We are in a deflationary period.  You say its nonsense that the inflation rare is reducing? The CPI would be a better indicator (though not perfect) than individual markets.  Auto insurance could be going up for instance due to more claims, loss of revenue from investments, profit etc.  Oil and petrol, due to a lessened supply, a rise in demand, a consequence of peak oil, or IMO market speculation.  Tax rises would be due to a fall in tax revenue because of an increase to benefit claims and a corresponding fall in GDP (job losses and a drop in corporation tax etc.), an attempt to balance the budget, etc.  I dont think you will find any support for deflation by any economist.  Prices get cheaper as the cash strapped public don't spend enough to keep businesses profitable.  So businesses reduce their profit margins to weather the storm and reduce stock.  As prices get cheaper, people hold on to their money expecting them to get cheaper, and cheaper. And thus businesses go bust, people lose their jobs and join the dole que which is reflected in higher taxes.  Its important to note that the markets are anything but free.  They are completely manipulated by speculators or even computers now a days (70% high frequency trading).


----------



## Donald (29 Sep 2012)

Chris said:


> I had a quick look at the site you refer to and I do not believe that your propositions would make any difference.
> Quite: "The central bank would decide how much to create and the Government would decide how best to spend. This is the main safeguard against hyperinflation."
> Do you honestly believe that a government controlled central bank first of all knows how much more money is needed and secondly would not create more money than needed to keep politicians happy? And the statement about government deciding how best to spend it just made me laugh. What you are advocating is exactly how the biggest hyperinflations of world history happened, i.e. central banks directly monetizing government debt and spending.
> The main safeguard against hyperinflation is to physically back money with something that cannot be easily created.
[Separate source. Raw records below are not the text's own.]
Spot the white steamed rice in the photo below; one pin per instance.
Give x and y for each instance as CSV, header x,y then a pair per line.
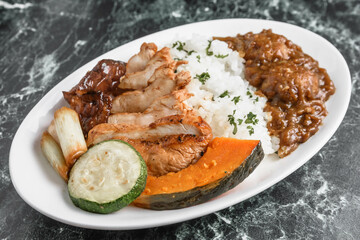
x,y
226,73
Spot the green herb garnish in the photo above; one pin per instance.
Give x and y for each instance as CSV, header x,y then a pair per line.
x,y
180,47
251,119
209,53
224,94
249,94
221,56
236,99
251,130
203,77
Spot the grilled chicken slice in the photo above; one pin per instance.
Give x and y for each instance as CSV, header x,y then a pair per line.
x,y
168,105
165,81
141,79
139,61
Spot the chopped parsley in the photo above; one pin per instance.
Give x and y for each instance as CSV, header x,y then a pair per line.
x,y
209,53
198,58
180,47
249,93
231,120
221,56
236,99
203,77
251,119
251,130
224,94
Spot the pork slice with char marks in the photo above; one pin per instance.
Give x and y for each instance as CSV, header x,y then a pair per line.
x,y
141,79
171,104
165,81
139,61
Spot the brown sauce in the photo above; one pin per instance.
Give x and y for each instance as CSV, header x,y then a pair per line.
x,y
92,97
293,82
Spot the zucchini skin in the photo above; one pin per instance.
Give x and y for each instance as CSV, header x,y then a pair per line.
x,y
204,193
109,207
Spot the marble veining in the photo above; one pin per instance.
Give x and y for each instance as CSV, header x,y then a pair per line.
x,y
43,42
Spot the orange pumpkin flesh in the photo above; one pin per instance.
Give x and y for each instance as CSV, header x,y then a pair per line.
x,y
226,163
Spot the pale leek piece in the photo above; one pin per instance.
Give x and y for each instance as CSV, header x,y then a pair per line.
x,y
70,135
52,131
54,155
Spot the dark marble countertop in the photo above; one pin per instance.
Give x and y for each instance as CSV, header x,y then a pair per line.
x,y
44,41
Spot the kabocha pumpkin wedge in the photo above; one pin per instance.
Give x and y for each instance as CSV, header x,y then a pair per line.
x,y
226,163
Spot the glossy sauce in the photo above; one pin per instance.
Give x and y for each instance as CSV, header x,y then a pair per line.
x,y
92,97
293,82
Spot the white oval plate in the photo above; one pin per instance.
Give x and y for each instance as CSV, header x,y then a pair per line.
x,y
39,185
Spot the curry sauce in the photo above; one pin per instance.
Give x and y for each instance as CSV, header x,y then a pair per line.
x,y
294,84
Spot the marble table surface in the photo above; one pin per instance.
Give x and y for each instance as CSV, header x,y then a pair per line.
x,y
44,41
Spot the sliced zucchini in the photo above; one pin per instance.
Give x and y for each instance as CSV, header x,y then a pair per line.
x,y
108,177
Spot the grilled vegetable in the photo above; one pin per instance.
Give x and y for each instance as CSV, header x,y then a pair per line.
x,y
54,155
71,137
108,177
226,163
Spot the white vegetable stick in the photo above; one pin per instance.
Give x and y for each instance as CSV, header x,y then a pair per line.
x,y
52,131
70,135
54,155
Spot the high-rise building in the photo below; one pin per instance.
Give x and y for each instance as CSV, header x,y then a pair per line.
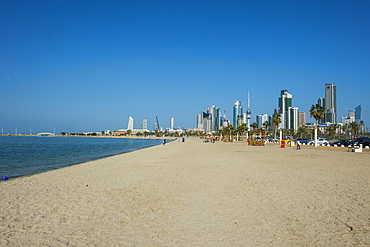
x,y
249,112
237,114
358,114
130,124
301,118
260,119
215,113
330,103
285,101
321,102
145,123
293,118
172,123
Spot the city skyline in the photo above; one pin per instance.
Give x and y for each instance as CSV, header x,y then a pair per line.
x,y
78,67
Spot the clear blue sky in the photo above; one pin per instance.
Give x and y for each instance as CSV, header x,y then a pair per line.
x,y
83,65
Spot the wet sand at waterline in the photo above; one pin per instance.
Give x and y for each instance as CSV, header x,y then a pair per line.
x,y
194,194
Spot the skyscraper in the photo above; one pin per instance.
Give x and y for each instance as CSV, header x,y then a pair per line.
x,y
249,112
215,113
145,123
358,114
285,101
293,118
172,123
237,114
260,119
301,118
321,102
330,103
130,124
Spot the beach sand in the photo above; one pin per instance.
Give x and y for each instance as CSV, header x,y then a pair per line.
x,y
194,194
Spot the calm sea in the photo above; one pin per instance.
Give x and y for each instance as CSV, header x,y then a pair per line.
x,y
25,155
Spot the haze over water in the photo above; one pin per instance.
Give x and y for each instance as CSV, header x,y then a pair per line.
x,y
21,156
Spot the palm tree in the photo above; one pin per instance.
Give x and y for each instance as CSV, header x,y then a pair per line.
x,y
276,120
352,128
317,112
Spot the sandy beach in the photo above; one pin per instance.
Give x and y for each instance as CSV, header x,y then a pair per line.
x,y
195,194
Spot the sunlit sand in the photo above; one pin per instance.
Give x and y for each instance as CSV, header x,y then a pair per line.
x,y
194,194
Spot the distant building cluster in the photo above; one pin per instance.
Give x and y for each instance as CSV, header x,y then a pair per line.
x,y
212,120
143,128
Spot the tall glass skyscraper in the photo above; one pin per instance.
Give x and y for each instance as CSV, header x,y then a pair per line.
x,y
330,103
285,101
358,114
237,113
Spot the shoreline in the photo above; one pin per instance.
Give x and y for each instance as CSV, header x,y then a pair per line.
x,y
194,194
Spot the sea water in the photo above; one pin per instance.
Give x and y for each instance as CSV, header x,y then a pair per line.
x,y
25,155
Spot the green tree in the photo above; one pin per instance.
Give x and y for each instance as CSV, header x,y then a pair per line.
x,y
317,112
276,120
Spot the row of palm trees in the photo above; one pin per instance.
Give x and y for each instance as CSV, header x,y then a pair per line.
x,y
316,111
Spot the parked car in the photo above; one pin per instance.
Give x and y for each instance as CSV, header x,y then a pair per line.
x,y
365,141
302,140
340,143
320,141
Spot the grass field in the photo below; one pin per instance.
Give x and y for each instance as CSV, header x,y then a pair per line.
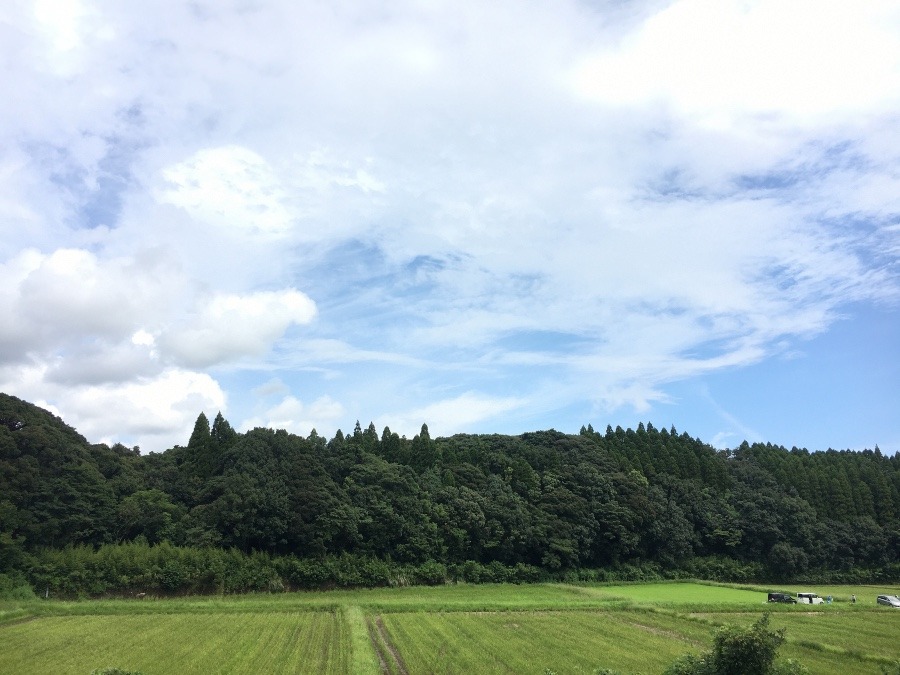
x,y
540,628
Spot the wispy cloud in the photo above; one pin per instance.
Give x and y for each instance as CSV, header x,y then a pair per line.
x,y
460,214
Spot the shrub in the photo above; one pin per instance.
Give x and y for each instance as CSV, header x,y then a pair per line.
x,y
739,651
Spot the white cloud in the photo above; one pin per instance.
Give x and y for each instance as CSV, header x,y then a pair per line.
x,y
447,416
719,60
323,414
232,187
607,197
154,412
231,326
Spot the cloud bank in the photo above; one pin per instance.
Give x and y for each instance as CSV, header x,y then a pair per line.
x,y
474,216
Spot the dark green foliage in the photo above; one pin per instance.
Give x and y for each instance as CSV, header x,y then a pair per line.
x,y
639,504
739,651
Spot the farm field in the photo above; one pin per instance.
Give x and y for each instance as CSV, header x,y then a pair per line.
x,y
560,628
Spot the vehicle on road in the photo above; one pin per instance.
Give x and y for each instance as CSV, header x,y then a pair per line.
x,y
810,599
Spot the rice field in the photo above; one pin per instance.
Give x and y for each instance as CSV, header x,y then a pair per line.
x,y
540,628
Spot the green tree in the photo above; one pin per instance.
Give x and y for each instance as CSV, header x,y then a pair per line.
x,y
739,651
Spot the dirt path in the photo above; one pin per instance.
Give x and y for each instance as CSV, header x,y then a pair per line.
x,y
388,656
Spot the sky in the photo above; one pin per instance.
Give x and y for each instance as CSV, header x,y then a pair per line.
x,y
488,217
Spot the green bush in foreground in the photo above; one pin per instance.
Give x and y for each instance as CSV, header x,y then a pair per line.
x,y
739,651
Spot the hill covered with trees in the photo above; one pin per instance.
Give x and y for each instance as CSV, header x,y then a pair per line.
x,y
270,509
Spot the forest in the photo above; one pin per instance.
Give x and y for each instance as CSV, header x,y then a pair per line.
x,y
271,510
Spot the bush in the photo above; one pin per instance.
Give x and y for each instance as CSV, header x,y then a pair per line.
x,y
14,586
739,651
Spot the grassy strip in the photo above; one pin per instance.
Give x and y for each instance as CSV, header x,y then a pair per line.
x,y
363,660
182,643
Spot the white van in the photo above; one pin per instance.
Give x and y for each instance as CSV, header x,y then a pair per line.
x,y
810,599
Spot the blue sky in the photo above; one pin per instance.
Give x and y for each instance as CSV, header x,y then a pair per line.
x,y
486,217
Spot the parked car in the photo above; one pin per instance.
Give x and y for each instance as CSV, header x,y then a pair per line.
x,y
810,599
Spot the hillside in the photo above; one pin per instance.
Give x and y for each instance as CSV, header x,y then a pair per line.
x,y
547,500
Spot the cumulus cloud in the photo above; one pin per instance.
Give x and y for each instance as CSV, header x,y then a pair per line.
x,y
231,326
231,187
155,412
298,417
536,205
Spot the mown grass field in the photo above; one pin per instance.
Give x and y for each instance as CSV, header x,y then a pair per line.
x,y
559,628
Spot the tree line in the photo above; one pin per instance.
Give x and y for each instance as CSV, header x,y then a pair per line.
x,y
475,507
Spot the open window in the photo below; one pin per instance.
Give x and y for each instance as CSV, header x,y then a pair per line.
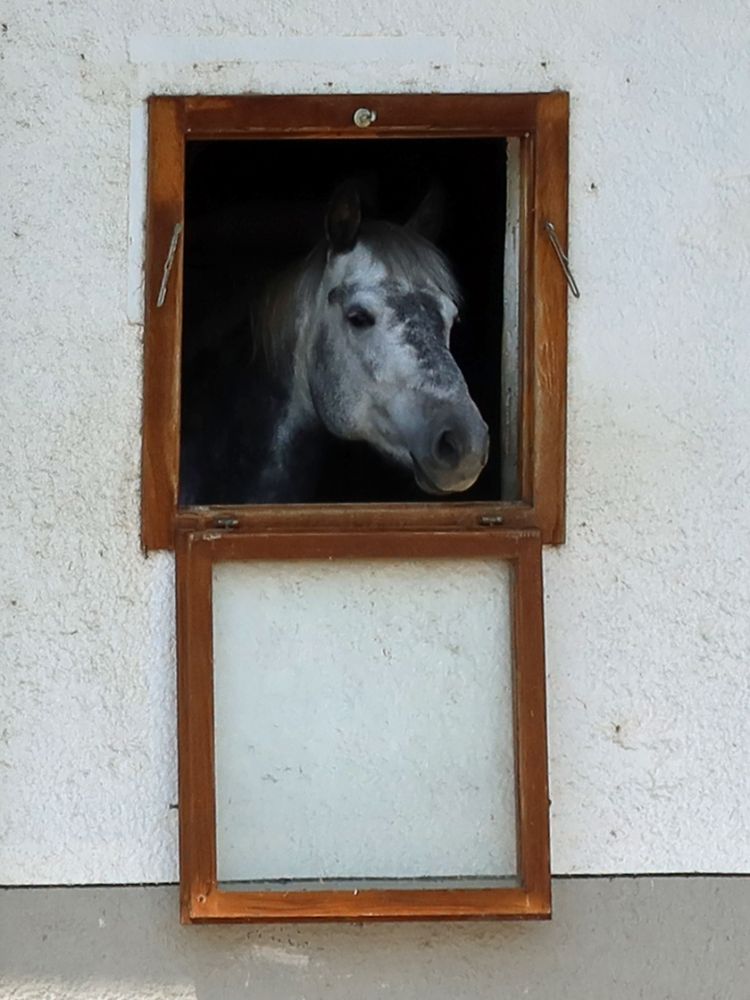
x,y
355,360
451,195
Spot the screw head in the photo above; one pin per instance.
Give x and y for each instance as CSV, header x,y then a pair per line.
x,y
364,117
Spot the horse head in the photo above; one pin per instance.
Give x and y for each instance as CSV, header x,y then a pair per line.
x,y
377,353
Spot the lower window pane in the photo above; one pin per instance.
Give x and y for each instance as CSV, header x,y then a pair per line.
x,y
363,722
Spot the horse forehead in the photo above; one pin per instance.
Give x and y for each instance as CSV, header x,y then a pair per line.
x,y
359,267
419,306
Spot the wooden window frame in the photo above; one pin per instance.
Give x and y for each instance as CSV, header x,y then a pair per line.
x,y
540,122
202,900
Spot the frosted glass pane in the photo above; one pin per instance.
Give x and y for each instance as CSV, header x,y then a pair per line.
x,y
363,719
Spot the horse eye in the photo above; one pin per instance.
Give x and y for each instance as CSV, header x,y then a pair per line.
x,y
360,318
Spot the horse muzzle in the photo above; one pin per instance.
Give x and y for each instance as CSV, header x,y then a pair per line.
x,y
449,457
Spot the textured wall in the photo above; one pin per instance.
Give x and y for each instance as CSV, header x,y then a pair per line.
x,y
647,617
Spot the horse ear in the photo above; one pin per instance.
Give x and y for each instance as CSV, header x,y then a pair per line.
x,y
343,218
427,220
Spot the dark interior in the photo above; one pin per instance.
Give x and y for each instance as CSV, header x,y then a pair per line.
x,y
254,206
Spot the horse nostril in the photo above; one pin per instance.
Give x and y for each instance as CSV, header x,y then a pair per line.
x,y
447,449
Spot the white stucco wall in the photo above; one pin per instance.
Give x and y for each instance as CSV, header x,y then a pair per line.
x,y
647,603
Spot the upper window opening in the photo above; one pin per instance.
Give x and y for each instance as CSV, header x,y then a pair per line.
x,y
342,325
355,323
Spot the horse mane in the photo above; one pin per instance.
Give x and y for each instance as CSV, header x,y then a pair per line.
x,y
406,254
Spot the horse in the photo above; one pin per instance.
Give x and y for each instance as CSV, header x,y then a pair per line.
x,y
351,343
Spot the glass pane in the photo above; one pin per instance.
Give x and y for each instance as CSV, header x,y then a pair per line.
x,y
363,719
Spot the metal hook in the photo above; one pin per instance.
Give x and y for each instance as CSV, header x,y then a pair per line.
x,y
564,263
168,265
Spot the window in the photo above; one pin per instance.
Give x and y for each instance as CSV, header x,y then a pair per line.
x,y
413,444
223,168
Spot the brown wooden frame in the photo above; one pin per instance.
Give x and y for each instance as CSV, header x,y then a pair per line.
x,y
201,898
541,123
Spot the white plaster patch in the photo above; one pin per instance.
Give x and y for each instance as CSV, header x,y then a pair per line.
x,y
137,211
280,956
175,50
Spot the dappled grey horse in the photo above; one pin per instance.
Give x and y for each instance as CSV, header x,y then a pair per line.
x,y
351,342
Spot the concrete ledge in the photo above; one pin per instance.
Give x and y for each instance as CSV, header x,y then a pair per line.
x,y
614,938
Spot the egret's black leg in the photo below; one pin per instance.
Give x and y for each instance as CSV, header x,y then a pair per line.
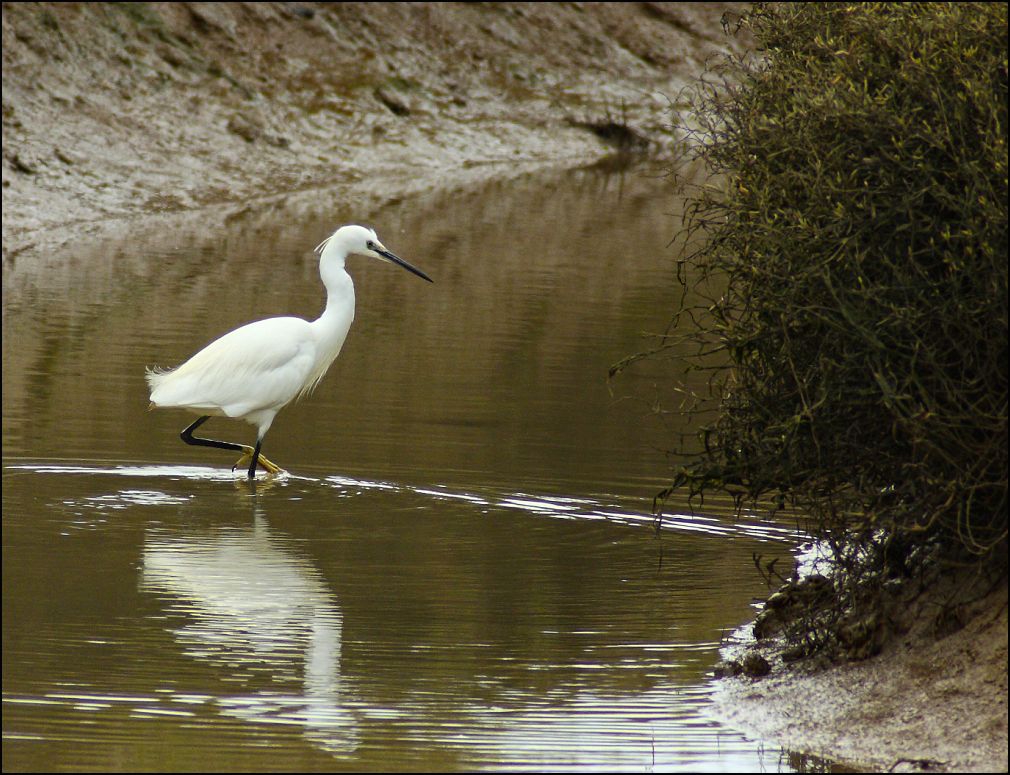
x,y
248,453
256,458
187,436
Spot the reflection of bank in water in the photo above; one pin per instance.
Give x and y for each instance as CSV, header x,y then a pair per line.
x,y
263,613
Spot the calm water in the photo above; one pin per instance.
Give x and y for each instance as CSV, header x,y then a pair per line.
x,y
460,572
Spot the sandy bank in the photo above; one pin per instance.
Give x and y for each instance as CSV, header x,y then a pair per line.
x,y
116,113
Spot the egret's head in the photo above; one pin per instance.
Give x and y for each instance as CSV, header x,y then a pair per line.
x,y
362,240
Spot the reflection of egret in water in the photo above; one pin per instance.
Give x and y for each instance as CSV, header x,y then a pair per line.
x,y
266,614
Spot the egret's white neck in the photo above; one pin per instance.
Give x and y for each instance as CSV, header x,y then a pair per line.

I had a quick look (3 hrs.) at the Positive Money website also (UK).  It doesn't say that the central bank should create the money.  It says an independent, accountable body with full transparency should create it. Government should have no influence as well as the Central Bank (as vote seeking politicians and profit seeking bankers can not be trusted)  using all of the tools available to monitor the inflation rate (including mortgages) with a target set at (0% to 2%). I don't see how you can see this as inflationary let alone hyper inflationary.  As the inflation rate rises, they stop creating currency. End of.  The money will be created and spent democratically for social benefit, or it could be used to make up for a lessened tax revenue when regressive taxes are abolished (VAT)or tax being completely removed from the poorer in society, thus creating more spending power for the public at large to pay down debt or to spend.  You advocate backing a currency with something that cant be easily created, but if the currency itself cannot be easily created, would it not make a reserve system obsolete and out dated?


----------



## Jim2007 (29 Sep 2012)

Donald said:


> As the inflation rate rises, they stop creating currency. End of.  The money will be created and spent democratically for social benefit, or it could be used to make up for a lessened tax revenue when regressive taxes are abolished (VAT)or tax being completely removed from the poorer in society, thus creating more spending power for the public at large to pay down debt or to spend.



This totally ignores the basic function that money plays in an open economy!  Me thinks it's for some 101 economics....


----------



## urbane (29 Sep 2012)

Donald said:


> Could you give me your source on the ECB lending money to the private banks of the EU?  I dont believe this to be true.  I think they only have control of the base rate and the responsibility for bank bailouts(lenders of last resort).  The private banks create their own 'credit' money.  Your right though, banks don't profit from seignorage.  Only the treasury/government of a sovereign nation would.  As Ireland has given up their sovereignty to the technocrats of Goldman Sachs, Im not sure who would take the profit.  But I would still guess that it would be the governments of the nation states of the EU.  Not sure



The base rate is the rate at which the ECB lends to private banks. The ECB lends in a variety of ways. Its all on the ECB website.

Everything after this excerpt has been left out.